こんにちは、トイアンナです。
「300万円を返してもいいので、前の会社に戻してほしいです」
そう漏らしたのは、大手メーカーの経営企画から成長中のSaaS企業へ移った、30代半ばの男性でした。転職で年収は650万円から950万円にアップ……誰が見ても成功した転職でした。
その半年後に出てきた言葉が、これでした。
そして、話を聞き終えるころには、彼を追い詰めているのは仕事の量ではないとわかったのです。
転職で年収が上がる人は、4割を切っている
厚生労働省の令和7年上半期雇用動向調査によれば、転職入職者のうち賃金が前職より「増加した」人は39.4%。うち「1割以上の増加」は26.7%でした。
一方で年収が「減少した」人も31.5%います。
転職とは、年収が上がる行為とは限りません。

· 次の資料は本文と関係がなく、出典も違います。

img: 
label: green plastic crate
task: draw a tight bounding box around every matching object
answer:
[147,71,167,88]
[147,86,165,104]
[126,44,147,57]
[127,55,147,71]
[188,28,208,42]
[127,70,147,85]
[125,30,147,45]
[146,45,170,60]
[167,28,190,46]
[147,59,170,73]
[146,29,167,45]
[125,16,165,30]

そのなかで年収300万円アップは、明確に上澄みの部類に入ります。
実際に、転職のきっかけとして「給与への不満」を挙げる人は多く、私たちはつい給与で転職の成否を採点しがちです。
ところが、いざ転職先を辞めたくなる理由のほうは、給与ではないのです。
「わからない」と言えないまま、3か月が過ぎた
冒頭の男性であるSさん(仮名)は、前職で新規事業の立ち上げを2件経験していました。転職先での肩書きは事業開発マネジャー。
面接で言われたのは「大企業での事業設計の経験を、うちのスピード感で活かしてほしい」でした。
その言葉、めちゃくちゃ嬉しかったんですよ。評価されてる感じがして
そして入社初日。
研修はありませんでした。
用意されていたのは、ミーティングで埋まったカレンダーと、Slackの過去ログへのリンクだけ。
2日目には、もう意見を求められました。『Sさんはどう思います?』って。……いや、まだ何も知らないんですよ。プロダクトも、顧客も、なぜこの機能が今あるのかも。でも『わかりません』とは言えなかった。300万円上乗せしてもらった人間が、3日目に『わかりません』はまずいでしょう
Sさんは、その場で答えを出しました。前職の作法にもとづく、それらしく、あいまいな答えを。
そのまま、「できるフリ」をする日々が始まります。
そして半年後の評価面談で、上長から言われた言葉が刺さりました。
「Sさんって、仕事で本気出してないですよね?」。
上長も励ましのつもりだったと思います。ただ私は、半年ずっと本気でやっていたつもりでした
年収アップ転職に潜む、3つの落とし穴
そうなったのは、Sさんの能力が低かったからではありません。